Le temps du studio

 

Revenons au processus de création. Si le choix de la construction peut n’intervenir qu’à la toute fin du processus, le studio apparaît très rapidement comme un outil de création qui va, au fil des années, acquérir une place de plus en plus importante dans le processus créateur au point que certains albums sont de purs produits de studio. On rappellera ici le travail des Beatles avec à nouveau l’exemple de « Strawberry Fields Forever » mais aussi de « A Day in The Life », « Tomorrow Never Knows » et même du fameux « Medley » d’Abbey Road dont la structure (la forme) a été élaborée en studio à partir d’éléments épars.
Il est un autre exemple dans lequelle le studio apparaît bien comme un outil de création : tournons-nous vers le jazz et en particulier vers Miles Davis. Deux albums (au moins) sont des exemples parfaits d’œuvres entièrement élaborées en studio : In a Silent Way (1969) et Bitches Brew (1970). Dans Électrique Miles Davis, 1968-1975, Laurent Cugny rapporte ce témoignage du bassiste Dave Holland qui évoque vraisemblablement un album datant de la même période, Filles de Kilimanjaro :

« [Ces] morceaux étaient comme des esquisses ; vous aviez souvent un bout de papier avec une chose écrite là et une autre à la moitié de la page […], une petite figure à répéter, une ligne de basse, ou un groupe d’accords de trois notes qui pouvaient être écrits avec une figure rythmique. Et il [Miles Davis] pouvait dire : “OK Dave tu joues cette ligne de basse ici. Chick [Corea], c’est une figure pour toi là. Vous jouez ça contre ça.” Et à la fin de la séance, Miles pouvait prendre un extrait de cette prise et le relier à celle-là puis en rajouter une autre. »
Dave Holland in Laurent Cugny, Électrique Miles Davis, 1968-1975, Dijon, Éditions universitaires de Dijon, 2019, p 61.

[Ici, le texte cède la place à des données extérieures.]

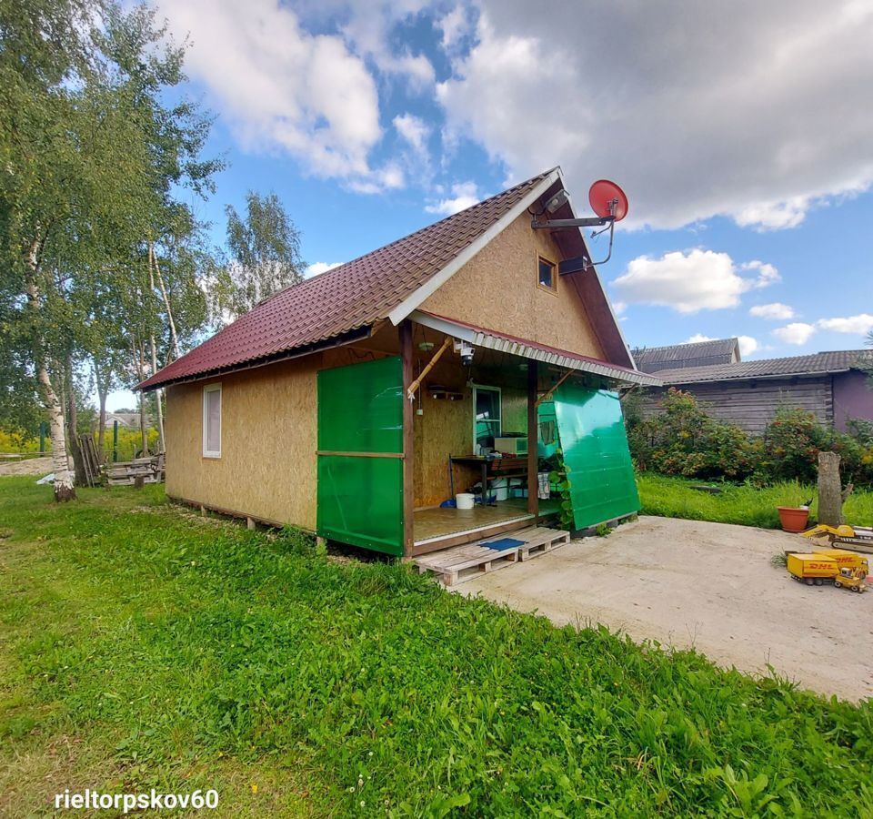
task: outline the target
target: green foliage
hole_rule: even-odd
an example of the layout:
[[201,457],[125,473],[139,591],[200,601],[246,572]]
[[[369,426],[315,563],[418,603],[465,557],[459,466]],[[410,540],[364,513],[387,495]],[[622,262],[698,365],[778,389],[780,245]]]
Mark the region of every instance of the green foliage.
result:
[[689,392],[671,388],[664,411],[644,419],[626,399],[627,440],[643,470],[704,480],[815,483],[818,453],[838,452],[844,482],[873,486],[873,424],[828,430],[804,410],[779,407],[760,437],[710,417]]
[[[637,478],[641,514],[689,521],[712,521],[716,523],[738,523],[778,529],[778,506],[799,506],[815,497],[812,484],[796,480],[779,481],[768,486],[752,483],[738,486],[721,484],[721,492],[710,494],[694,489],[695,481],[667,478],[651,472]],[[817,502],[810,508],[812,518]],[[873,526],[873,491],[856,490],[843,506],[846,520],[858,526]]]
[[216,311],[239,316],[284,288],[303,281],[300,231],[275,193],[250,190],[242,217],[228,205],[227,248],[230,259],[216,270],[213,293]]
[[675,388],[664,397],[663,408],[650,419],[633,411],[627,417],[630,451],[640,469],[734,480],[754,471],[758,445],[739,427],[711,418],[693,395]]
[[22,812],[69,737],[52,793],[184,782],[236,815],[873,807],[869,703],[335,561],[296,531],[167,508],[160,487],[63,510],[47,494],[0,480],[0,793],[15,784]]

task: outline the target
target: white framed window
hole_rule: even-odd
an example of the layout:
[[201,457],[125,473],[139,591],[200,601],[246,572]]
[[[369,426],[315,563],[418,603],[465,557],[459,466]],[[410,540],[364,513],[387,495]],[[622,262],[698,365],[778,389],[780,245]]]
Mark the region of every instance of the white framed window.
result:
[[[473,444],[474,447],[494,447],[502,427],[502,395],[499,387],[473,388]],[[475,452],[479,450],[474,449]]]
[[203,457],[221,458],[221,384],[203,388]]

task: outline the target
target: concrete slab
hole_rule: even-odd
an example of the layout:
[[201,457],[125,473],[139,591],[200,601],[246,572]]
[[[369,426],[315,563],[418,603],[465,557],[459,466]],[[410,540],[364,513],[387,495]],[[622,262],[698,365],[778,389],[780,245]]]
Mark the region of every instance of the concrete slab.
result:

L’image suivante montre deux versions du morceau intitulé « Shhh/Peaceful » extrait de In a Silent Way. La forme d’onde en haut est celle d’un premier montage de la pièce, utilisant des éléments identifiés par un numéro (1, 2, 3…) et une lettre (2a, 2b…) soulignant divers états de cette séquence.
La forme d’onde en dessous est celle du titre tel que publié sur l’album. On constate, dans le choix final, la disparition totale des séquences 1 et 3, tandis que la très brève séquence 5 sert d’introduction et de point structurel de relance aux alentours de la 12e minute. On voit que l’élément qui, dans un premier montage, semblait être le cœur même du propos (la séquence 1) est évincé au profit de l’élément 2.

 

Forme comparée de deux montages de « Shhh/Peaceful » de Miles Davis.